Update: Ezra Klein responds to the torrent of criticism by pretending it was all a post for The Onion. Oh wait. He was serious?  If somebody would be so kind as to explain how procedural and substantive due process works, and that preponderance of the evidence is not a higher standard than beyond a reasonable doubt, it would be appreciated.  Or not. Who knows?

19 comments on “From Harvard, With Love (Update)

  1. Jim Majkowski

    “Glorious social change” or bald administrative convenience? As my father used to say, “I’m not concerned about fairness, I want quiet.”

  2. Neil Faiman

    Best line from the NY Times article this morning:

    Savannah Fritz, a sophomore, reading about the professors’ protest in The Harvard Crimson, the student newspaper, called the law professors’ protest “a step backward.”
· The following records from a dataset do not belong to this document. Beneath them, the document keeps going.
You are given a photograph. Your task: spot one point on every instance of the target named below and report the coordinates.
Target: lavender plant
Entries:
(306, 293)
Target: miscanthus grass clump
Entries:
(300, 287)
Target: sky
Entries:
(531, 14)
    “It just seems like they’re defending those who are accused of sexual assault,” Ms. Fritz said.

  3. Catherine Mulcahey

    Where do I sign up to take a stand? I’m a female senior citizen, f/k/a old lady, and I am outraged! Bad laws are NOT necessary, and nobody should be promoting this one.

    1. SHG Post author

      Ironic that this push back to Victorianism is from the young rather than the old. I’ll be the old guy standing next to you on line.

  4. The Real Peterman

    Some day, laws like this will be passed that affect the Ezra Kleins of the world, and then I bet he will change his tune. It’s easy to call for sacrifice when you’re not the one marching up the volcano.

  5. ShelbyC

    I wonder if Klein has ever slipped up and put his hand on his wife’s boob while they are in bed together kissing without her explicit, affirmative consent.

  6. Peter Gerdes

    If you are in any way genuinely unclear about the position the VC as a body (and I think by reasonable implication EV) is taking with respect to this law you haven’t paid enough attention to tone.
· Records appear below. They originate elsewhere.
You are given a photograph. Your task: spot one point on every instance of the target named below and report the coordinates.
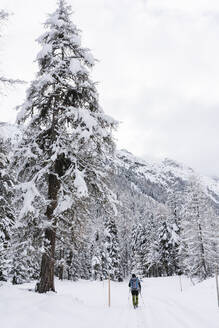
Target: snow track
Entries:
(83, 304)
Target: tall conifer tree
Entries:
(67, 137)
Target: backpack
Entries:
(134, 284)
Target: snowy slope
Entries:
(154, 177)
(83, 304)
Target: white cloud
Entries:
(158, 70)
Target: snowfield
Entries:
(83, 304)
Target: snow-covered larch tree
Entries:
(7, 215)
(198, 239)
(67, 136)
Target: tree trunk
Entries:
(46, 282)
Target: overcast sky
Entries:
(158, 70)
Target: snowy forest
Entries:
(72, 205)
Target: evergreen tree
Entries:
(7, 215)
(67, 137)
(198, 242)
(112, 250)
(97, 258)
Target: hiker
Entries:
(135, 288)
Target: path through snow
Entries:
(83, 304)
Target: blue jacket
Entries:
(135, 284)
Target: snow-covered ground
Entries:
(83, 304)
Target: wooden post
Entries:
(109, 296)
(180, 282)
(216, 276)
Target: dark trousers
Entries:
(135, 297)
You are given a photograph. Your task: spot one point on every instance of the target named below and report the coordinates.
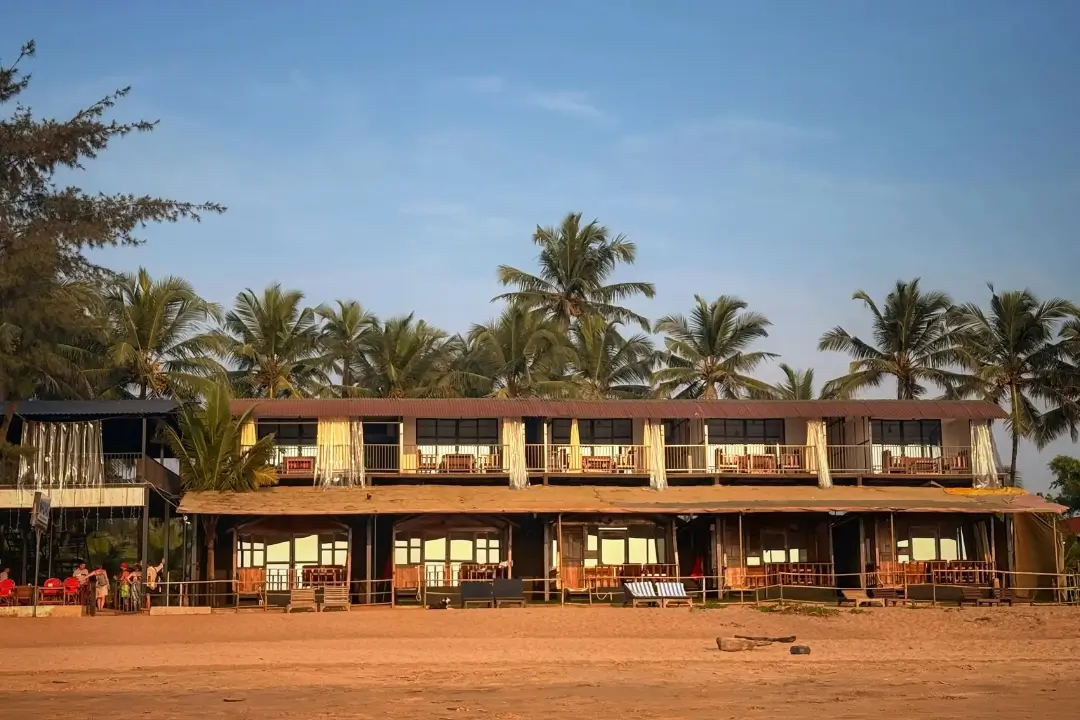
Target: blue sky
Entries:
(786, 152)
    True, they haven’t taken given an explicit position on the issue. But then again why should they? The law’s prudence is a complex sociological matter (even if I think there are pretty compelling reasons why it will in practice actually discourage valid complaints by attaching more social stigma to them) not one of statutory interpretation or constitutional law as EV usually makes explicit statements about. Unlike Harvard’s faculty, who I suspect only really care about the clause that makes the title 9 officer’s verdicts and fact finding binding on all colleges, it isn’t even a matter implicitly within his purview as a product of his membership in an academic body adopting such a rule.
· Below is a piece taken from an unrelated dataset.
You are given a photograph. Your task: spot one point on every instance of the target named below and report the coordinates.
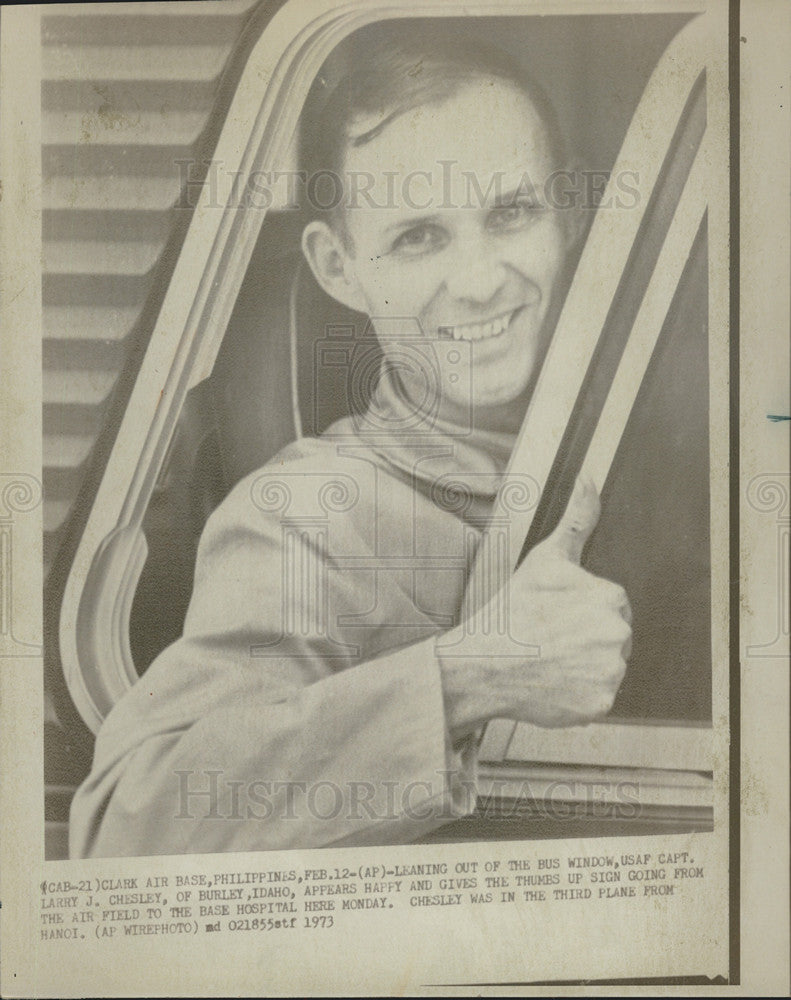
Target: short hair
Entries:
(392, 67)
    In general I found EV’s comments about what not to read into a failure of a blog to address your favorite issue particularly compelling. I mean blogging is about personal interest and motivation. Maybe you didn’t write anything because you were busy with your kids, maybe you didn’t want to bother to write up an analysis when you thought someone else had already given a compelling one. In particular, I think it is highly desirable for a blog to only “vote” on issues that grab them lest blogs themselves (and legal blogs in particular) become nothing but the meaningless babble of the ignorant partisans.

    1. SHG Post author

      This is nonsensical sophistry. If it was worth Eugene’s time to post the letter, it is worth a stance. And if Eugene wants to offer an explanation, that’s his role. Not yours.

    2. ShelbyC

      FWIW, Volokh has written that he supports a preponderance of evidence standard in order to discipline students for sexual assault.

    3. Sgt. Schultz

      EV, as you apparently like to call him, has been notoriously silent on issues, this and the constitutionality of anti-revenge porn laws. You can make any excuse you like (noting that the excuses you make here are utter self-serving speculation), but he has written on the subject, then stopped dead when his turn came to take a stand.

      Your lame attempt to rationalize his failure to take a stand by no stretch of the imagination saves him. If anything, your effort points out his failure to do so.